HTTPWTF

HTTP is fundamental to modern development, from frontend to backend to mobile. But like any widespread mature standard, it's got some funky skeletons in the closet.

Some of these skeletons are little-known but genuinely useful features, some of them are legacy oddities relied on by billions of connections daily, and some of them really shouldn't exist at all. Let's look behind the curtain:

No-cache means "do cache"

Caching has never been easy, but HTTP cache headers can be particularly confusing. The worst examples of this are no-cache and private. What does the below response header do?

Cache-Control: private, no-cache

It looks like this means "don't store this response anywhere", right?

Hahaha no.

In reality, this means "please store this response in all browser caches, but revalidate it when using it". In fact, this makes responses more cacheable, because this applies even to responses that wouldn't normally be cacheable by default.

Specifically, no-cache means that your content is explicitly cacheable, but whenever a browser or CDN wants to use it, they should send a request using If-Match or If-Modified-Since to ask the server whether the cache is still up to date first. Meanwhile private means that this content is cacheable, but only in end-client browsers, not CDNs or proxies.

If you were trying to disable caching because the response contains security or privacy sensitive data that shouldn't be stored elsewhere, you're now in big trouble. In reality, you probably wanted no-store.

If you send a response including a Cache-Control: no-store header, nobody will ever cache the response, and it'll come fresh from the server every time. The only edge case is if you send that when a client already has a cached response, which this won't remove. If you want to do that and clear existing caches too, add max-age=0.

Twitter notably hit this issue. They used Pragma: no-cache (a legacy version of the same header) when they should have used Cache-Control: no-store, and accidentally persisted every user's private direct messages in their browser caches. That's not a big problem on your own computer, but if you share a computer or you use Twitter on a public computer somewhere, you've now left all your private messages conveniently unencrypted & readable on the hard drive. Oops.

HTTP Trailers

You're probably aware of HTTP headers. An HTTP message starts with a first line that contains the method & URL (for requests) or status code & message (for responses) and then it has a series of key/value pairs for metadata, called headers, and then it has a body.

Did you know you can also send trailers, to append metadata after a message body?

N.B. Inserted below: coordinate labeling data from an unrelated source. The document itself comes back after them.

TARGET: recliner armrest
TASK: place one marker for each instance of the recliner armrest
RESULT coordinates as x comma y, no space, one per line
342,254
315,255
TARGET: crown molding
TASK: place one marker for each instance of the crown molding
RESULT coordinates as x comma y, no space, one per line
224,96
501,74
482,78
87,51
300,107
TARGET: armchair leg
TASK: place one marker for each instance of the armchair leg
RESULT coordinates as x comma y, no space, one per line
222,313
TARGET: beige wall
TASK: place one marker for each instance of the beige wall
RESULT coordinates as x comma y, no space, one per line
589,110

These are not widely used, but they're fully standardized and in theory everything should support them, or at least ignore them. They can be useful if you have metadata that isn't easily available initially, and you don't want need to wait for it before you send the body.

They are used in some API protocols like gRPC, and they're primarily valuable for metadata about the overall response itself, for example you can use trailers to include Server-Timing metadata to give the client performance metrics about server processing during a request, appended after the response is fully completed. They're especially useful for long responses, e.g. to include final status metadata after a long-running HTTP stream.

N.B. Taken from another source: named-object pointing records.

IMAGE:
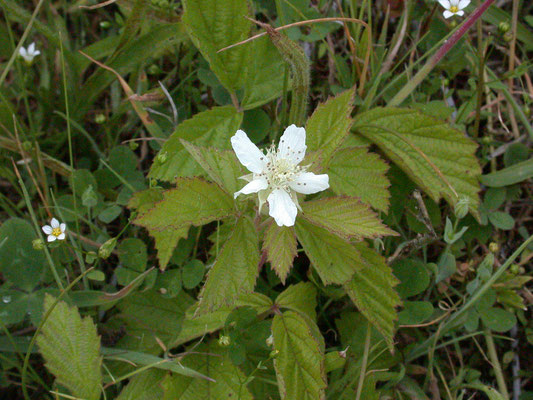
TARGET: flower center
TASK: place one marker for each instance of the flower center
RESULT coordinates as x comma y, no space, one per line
279,171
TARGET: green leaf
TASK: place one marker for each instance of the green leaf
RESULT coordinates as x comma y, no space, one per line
372,291
20,263
501,220
144,386
330,123
71,348
213,127
509,176
211,361
300,297
192,202
356,172
498,319
213,25
334,258
415,312
264,81
413,276
299,365
434,155
346,217
222,166
234,271
280,247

It's still rare that you'll need this, but it's pretty cool that it works when you do. There's a few requirements:

For server response trailers, the client must advertise support for this, with a TE: trailers header on the initial request.
The initial headers should specify the trailer fields that will be used later, with Trailer: <field names>.
Some headers are never allowed as trailers, including Content-Length, Cache-Control, Authorization, Host and similar standard headers, which are often required initially to parse, authenticate or route requests.

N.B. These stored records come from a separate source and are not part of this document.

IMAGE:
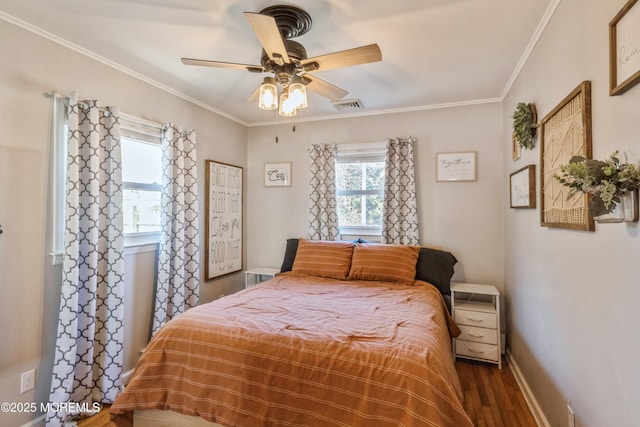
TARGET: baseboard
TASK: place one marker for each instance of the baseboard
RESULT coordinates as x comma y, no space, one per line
39,422
536,411
126,376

To send trailers in HTTP/1.1, you'll also need to use chunked encoding. HTTP/2 meanwhile uses separate frames for the body & headers, so this isn't necessary.

A full HTTP/1.1 response with trailers might look like this:

HTTP/1.1 200 OK
Transfer-Encoding: chunked
Trailer: My-Trailer-Field

[...chunked response body...]

My-Trailer-Field: some-extra-metadata

HTTP 1XX codes

Did you know that an HTTP request can receive multiple response status codes? A server can send an unlimited number of 1XX codes before a final status (200, 404, or whatever it may be). These act as interim responses, and can all include their own independent headers.

There's a few different 1XX codes available: 100, 101, 102, and 103. They're not widely used, but in some niche use cases they have some cool powers:

HTTP 100

HTTP 100 is a response from a server that the request is ok so far, and the client should keep going.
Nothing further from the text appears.